Howard Taylor Ricketts

Howard Taylor Ricketts ( born February 9, 1871 in Findlay, Ohio; † May 3, 1910 in Mexico City, Mexico) was an American pathologist.

He studied medicine at Northwestern University in Evanston and then. Microbiology in Germany in Berlin and at the Pasteur Institute In 1902 he was serving as an associate professor of pathology at the University of Chicago.

When he was on vacation in Montana in 1906, he heard of the outbreak of typhoid fever in the Rocky Mountains, a deadly disease that was limited to a small area in the west. Then he examined this infectious disease that is transmitted from animals as transport hosts to humans, and could prove in 1908 the pathogen in the blood of infected people and the active and Vector Viehzeckenart. It is non-motile rods or spherical bacteria. Your metabolism does not work on its own, therefore they require host cells for survival and can therefore be described as parasites ( Rickettsia rickettsii )
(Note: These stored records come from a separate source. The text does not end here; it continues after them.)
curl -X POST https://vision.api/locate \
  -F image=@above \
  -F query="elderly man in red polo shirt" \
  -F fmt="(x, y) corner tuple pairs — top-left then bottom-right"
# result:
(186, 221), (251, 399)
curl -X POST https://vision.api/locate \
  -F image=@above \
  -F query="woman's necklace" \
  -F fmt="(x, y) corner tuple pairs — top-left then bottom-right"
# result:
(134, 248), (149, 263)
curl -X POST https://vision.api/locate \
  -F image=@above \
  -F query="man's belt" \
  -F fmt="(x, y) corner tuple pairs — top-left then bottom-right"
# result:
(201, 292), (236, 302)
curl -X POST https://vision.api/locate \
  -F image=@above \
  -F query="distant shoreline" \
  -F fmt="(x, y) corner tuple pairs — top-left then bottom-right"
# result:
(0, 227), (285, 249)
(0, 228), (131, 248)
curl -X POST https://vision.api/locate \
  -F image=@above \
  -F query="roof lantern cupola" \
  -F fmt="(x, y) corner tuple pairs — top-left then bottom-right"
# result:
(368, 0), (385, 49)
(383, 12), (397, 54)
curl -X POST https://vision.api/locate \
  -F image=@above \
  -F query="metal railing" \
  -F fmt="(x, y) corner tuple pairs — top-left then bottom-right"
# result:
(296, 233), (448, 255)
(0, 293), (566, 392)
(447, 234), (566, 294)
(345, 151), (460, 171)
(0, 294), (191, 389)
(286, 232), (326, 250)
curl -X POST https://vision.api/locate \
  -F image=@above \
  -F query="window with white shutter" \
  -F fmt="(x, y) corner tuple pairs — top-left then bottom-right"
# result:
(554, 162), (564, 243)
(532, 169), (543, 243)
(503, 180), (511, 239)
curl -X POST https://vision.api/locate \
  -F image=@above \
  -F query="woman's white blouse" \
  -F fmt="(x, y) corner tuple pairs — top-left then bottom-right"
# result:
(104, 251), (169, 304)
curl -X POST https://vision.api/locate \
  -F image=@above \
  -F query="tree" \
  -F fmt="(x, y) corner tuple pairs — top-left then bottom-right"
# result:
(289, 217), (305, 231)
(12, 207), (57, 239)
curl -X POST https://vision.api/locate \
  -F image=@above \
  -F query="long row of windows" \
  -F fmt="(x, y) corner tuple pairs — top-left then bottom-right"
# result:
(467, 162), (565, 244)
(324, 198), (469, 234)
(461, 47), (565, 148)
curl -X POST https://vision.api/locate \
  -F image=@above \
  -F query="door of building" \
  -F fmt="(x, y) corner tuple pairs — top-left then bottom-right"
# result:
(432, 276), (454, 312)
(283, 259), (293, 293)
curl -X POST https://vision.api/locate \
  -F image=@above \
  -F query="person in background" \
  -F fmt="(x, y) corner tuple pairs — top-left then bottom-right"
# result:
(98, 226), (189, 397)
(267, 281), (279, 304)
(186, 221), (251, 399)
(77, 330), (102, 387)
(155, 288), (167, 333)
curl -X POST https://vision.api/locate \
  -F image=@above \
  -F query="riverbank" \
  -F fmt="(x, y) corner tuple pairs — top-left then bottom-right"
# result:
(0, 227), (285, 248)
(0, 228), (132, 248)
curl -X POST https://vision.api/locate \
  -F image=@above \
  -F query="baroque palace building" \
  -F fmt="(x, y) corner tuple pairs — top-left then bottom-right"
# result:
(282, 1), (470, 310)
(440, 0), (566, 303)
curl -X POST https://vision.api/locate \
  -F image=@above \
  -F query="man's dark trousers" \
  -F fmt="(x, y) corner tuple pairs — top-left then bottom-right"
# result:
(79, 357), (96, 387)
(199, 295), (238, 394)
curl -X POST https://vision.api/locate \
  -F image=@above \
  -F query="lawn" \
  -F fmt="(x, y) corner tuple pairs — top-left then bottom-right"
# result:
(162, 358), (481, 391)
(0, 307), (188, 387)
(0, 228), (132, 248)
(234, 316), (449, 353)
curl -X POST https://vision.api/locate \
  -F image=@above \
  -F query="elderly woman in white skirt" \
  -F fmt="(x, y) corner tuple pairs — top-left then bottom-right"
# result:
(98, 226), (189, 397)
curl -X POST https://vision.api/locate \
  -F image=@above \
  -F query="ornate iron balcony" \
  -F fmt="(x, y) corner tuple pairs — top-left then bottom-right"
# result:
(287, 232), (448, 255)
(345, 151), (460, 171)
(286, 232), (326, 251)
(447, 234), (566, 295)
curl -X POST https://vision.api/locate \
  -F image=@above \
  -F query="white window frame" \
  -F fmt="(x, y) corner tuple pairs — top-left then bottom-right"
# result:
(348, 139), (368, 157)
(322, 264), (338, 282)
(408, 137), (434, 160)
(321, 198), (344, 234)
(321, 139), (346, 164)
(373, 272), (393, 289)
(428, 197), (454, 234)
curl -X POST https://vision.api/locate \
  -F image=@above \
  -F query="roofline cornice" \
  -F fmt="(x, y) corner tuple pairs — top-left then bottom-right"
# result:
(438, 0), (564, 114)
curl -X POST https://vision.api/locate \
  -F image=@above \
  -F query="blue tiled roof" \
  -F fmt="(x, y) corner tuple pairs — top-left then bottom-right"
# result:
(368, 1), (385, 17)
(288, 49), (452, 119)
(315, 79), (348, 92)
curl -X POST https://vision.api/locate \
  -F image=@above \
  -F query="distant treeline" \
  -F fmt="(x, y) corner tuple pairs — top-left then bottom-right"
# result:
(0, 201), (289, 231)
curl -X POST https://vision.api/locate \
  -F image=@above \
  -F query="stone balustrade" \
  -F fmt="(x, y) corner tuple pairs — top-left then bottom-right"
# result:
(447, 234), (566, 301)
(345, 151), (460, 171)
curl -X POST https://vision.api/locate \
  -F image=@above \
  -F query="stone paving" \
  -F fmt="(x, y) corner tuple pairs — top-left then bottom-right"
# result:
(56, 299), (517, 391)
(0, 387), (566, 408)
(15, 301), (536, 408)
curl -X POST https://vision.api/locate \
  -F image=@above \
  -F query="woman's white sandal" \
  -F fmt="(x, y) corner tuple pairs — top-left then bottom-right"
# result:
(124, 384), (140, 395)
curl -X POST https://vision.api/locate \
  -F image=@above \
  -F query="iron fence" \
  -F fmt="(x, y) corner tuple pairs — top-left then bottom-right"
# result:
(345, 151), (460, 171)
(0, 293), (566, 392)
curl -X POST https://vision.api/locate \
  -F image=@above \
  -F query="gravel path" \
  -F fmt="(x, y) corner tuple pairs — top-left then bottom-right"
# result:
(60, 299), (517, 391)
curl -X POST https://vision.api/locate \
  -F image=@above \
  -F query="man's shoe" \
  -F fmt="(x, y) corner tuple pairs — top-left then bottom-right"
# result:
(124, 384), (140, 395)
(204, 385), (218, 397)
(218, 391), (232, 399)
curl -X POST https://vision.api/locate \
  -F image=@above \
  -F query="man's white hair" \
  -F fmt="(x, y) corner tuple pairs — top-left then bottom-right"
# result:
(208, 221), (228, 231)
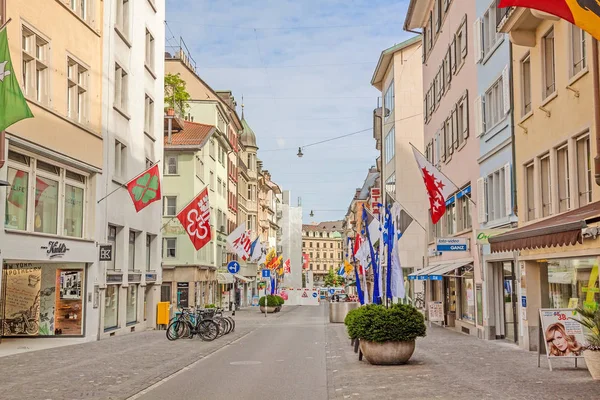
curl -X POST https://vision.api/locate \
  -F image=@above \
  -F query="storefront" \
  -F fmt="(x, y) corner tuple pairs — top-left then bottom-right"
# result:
(0, 231), (98, 338)
(489, 202), (600, 351)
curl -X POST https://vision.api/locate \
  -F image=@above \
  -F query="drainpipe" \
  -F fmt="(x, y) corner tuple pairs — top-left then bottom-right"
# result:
(592, 38), (600, 186)
(508, 40), (519, 216)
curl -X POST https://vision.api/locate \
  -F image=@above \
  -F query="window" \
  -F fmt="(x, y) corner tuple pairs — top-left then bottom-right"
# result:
(525, 163), (535, 221)
(483, 77), (504, 132)
(542, 28), (556, 98)
(115, 140), (127, 178)
(115, 0), (129, 38)
(115, 64), (129, 112)
(576, 135), (592, 207)
(127, 231), (135, 271)
(482, 0), (502, 54)
(521, 53), (531, 116)
(164, 238), (177, 258)
(146, 29), (155, 72)
(540, 155), (552, 217)
(144, 95), (154, 136)
(556, 144), (571, 212)
(146, 235), (152, 271)
(163, 196), (177, 217)
(385, 127), (396, 163)
(67, 57), (89, 124)
(383, 79), (394, 121)
(165, 155), (179, 175)
(22, 26), (50, 105)
(106, 225), (117, 270)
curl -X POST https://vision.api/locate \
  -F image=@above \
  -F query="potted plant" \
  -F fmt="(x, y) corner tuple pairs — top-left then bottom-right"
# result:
(572, 307), (600, 380)
(258, 294), (279, 314)
(344, 304), (427, 365)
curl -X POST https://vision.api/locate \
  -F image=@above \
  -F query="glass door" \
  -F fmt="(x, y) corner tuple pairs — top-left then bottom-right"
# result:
(502, 262), (518, 343)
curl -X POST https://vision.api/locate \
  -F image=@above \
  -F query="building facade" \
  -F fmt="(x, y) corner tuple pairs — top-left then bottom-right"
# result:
(0, 0), (105, 340)
(404, 0), (483, 337)
(95, 0), (165, 337)
(489, 7), (600, 350)
(371, 36), (429, 304)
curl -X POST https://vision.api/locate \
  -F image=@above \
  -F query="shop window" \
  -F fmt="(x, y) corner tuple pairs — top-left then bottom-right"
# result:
(104, 285), (119, 331)
(126, 285), (138, 325)
(127, 231), (136, 271)
(576, 134), (592, 207)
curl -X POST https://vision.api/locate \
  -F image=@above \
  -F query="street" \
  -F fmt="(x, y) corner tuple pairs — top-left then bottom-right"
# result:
(0, 303), (598, 400)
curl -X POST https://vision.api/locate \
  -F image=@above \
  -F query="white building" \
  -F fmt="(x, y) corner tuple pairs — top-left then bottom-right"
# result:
(95, 0), (165, 338)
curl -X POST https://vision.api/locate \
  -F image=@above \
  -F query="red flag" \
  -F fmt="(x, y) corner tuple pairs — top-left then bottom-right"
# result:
(498, 0), (600, 40)
(177, 187), (211, 251)
(413, 147), (456, 224)
(127, 164), (161, 212)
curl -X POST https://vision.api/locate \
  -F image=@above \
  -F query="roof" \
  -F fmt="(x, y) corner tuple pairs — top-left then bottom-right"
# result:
(164, 121), (215, 147)
(240, 116), (257, 147)
(302, 220), (344, 232)
(488, 201), (600, 252)
(371, 35), (422, 90)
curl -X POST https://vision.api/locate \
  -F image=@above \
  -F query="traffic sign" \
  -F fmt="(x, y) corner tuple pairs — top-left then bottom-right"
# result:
(227, 261), (240, 274)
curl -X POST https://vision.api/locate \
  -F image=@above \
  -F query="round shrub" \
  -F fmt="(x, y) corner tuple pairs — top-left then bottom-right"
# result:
(344, 304), (427, 343)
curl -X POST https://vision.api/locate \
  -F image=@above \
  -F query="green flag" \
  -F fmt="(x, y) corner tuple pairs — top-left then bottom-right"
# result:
(0, 28), (33, 131)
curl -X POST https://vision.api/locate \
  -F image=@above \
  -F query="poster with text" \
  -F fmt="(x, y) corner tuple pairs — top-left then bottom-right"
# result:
(540, 308), (586, 358)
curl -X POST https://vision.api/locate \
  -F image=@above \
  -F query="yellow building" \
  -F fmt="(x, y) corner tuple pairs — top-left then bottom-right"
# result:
(0, 0), (103, 340)
(489, 8), (600, 350)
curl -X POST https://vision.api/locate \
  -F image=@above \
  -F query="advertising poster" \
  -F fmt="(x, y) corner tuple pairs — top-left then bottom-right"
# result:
(540, 308), (586, 358)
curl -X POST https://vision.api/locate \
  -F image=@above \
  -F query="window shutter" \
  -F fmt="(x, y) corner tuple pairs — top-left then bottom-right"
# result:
(504, 163), (512, 216)
(462, 92), (469, 140)
(477, 178), (487, 223)
(502, 65), (510, 115)
(473, 18), (483, 64)
(475, 96), (484, 136)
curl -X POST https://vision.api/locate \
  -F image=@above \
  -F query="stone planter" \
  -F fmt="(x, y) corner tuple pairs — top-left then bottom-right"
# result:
(583, 350), (600, 380)
(360, 339), (415, 365)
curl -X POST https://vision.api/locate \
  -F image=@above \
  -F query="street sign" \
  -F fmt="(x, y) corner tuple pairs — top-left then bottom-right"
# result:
(99, 244), (112, 261)
(227, 261), (240, 274)
(435, 238), (469, 252)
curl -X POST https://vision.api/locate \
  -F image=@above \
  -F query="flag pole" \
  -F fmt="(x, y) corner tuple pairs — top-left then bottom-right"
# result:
(408, 142), (477, 207)
(96, 159), (160, 204)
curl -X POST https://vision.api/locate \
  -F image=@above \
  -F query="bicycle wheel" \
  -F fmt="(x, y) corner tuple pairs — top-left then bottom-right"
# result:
(198, 320), (219, 342)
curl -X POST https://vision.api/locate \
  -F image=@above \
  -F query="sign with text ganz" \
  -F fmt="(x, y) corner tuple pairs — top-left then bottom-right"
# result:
(435, 238), (469, 252)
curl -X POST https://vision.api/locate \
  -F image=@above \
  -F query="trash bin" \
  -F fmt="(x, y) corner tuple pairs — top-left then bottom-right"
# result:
(329, 301), (359, 324)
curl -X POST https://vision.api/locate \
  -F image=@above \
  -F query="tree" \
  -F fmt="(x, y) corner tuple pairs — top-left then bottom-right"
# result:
(325, 269), (342, 287)
(165, 73), (191, 116)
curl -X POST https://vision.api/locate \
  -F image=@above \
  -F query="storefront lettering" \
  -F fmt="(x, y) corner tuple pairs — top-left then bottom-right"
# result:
(41, 240), (69, 258)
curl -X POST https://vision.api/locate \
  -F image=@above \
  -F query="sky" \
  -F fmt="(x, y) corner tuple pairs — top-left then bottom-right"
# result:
(166, 0), (413, 224)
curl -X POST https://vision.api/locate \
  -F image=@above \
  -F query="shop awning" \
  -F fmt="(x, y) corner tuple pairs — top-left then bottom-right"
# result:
(217, 272), (233, 285)
(489, 201), (600, 253)
(408, 261), (472, 281)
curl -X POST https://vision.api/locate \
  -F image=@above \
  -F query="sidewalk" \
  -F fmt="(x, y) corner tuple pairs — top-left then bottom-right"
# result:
(327, 324), (600, 400)
(0, 306), (295, 400)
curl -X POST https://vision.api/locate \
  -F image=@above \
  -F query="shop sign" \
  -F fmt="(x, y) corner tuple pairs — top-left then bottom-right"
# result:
(146, 273), (156, 282)
(475, 228), (512, 244)
(106, 274), (123, 283)
(41, 240), (69, 259)
(435, 238), (469, 252)
(98, 244), (112, 261)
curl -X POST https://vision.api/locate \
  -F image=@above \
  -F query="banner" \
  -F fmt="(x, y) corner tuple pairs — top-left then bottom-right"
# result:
(540, 308), (586, 358)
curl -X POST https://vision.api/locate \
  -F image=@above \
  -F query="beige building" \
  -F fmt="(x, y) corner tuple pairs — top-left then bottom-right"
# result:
(0, 0), (104, 340)
(302, 221), (344, 286)
(489, 8), (600, 350)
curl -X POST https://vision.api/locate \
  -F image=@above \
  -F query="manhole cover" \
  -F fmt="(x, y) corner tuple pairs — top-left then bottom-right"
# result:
(229, 361), (262, 365)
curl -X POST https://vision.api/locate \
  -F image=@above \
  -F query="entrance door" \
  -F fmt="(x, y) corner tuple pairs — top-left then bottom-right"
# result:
(502, 262), (518, 343)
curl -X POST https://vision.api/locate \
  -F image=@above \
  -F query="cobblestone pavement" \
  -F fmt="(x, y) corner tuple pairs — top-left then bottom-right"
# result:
(0, 307), (296, 400)
(327, 324), (600, 400)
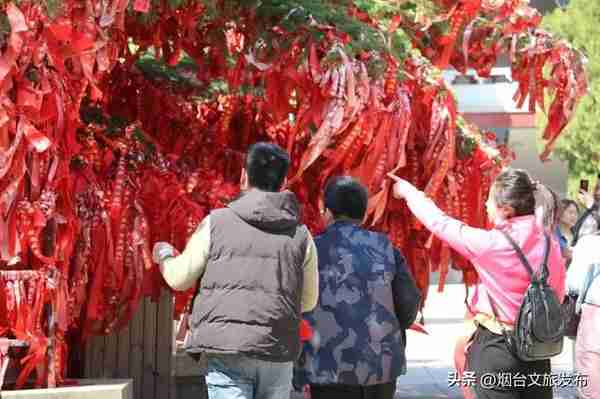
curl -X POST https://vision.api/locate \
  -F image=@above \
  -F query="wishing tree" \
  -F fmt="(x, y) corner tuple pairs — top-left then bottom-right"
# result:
(0, 0), (587, 384)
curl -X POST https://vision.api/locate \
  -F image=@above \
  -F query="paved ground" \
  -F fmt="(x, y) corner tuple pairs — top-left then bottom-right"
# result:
(177, 284), (576, 399)
(396, 284), (575, 399)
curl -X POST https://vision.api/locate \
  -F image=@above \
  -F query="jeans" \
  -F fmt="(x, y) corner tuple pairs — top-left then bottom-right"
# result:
(310, 381), (396, 399)
(206, 354), (293, 399)
(463, 326), (553, 399)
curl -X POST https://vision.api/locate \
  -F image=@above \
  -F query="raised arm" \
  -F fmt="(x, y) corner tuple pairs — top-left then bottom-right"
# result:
(153, 216), (210, 291)
(388, 175), (494, 259)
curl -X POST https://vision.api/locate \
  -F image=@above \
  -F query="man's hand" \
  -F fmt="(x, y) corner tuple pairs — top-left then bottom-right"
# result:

In 1910, he traveled to Mexico City, where a typhus epidemic prevailed. He suspected typhoid fever is triggered by the same mechanism as typhus. Before his death, he was able to demonstrate that monkeys that were infected with typhoid fever, after her recovery had an immunity to this disease. This finding was the basis for further research and for vaccines.

He was infected with typhus and died in Mexico from the disease.

Facilities located between bacteria and viruses rickettsia are named after him. The University of Chicago forgives him annually in honor of the Howard Taylor Ricketts Award, the respective winners lecturing. At the University of Chicago existed from 1914 until the 1980s, Ricketts Laboratory, Howard T. Ricketts Regional since 2009 biocontainment Laboratory, a biosafety level 3 laboratory.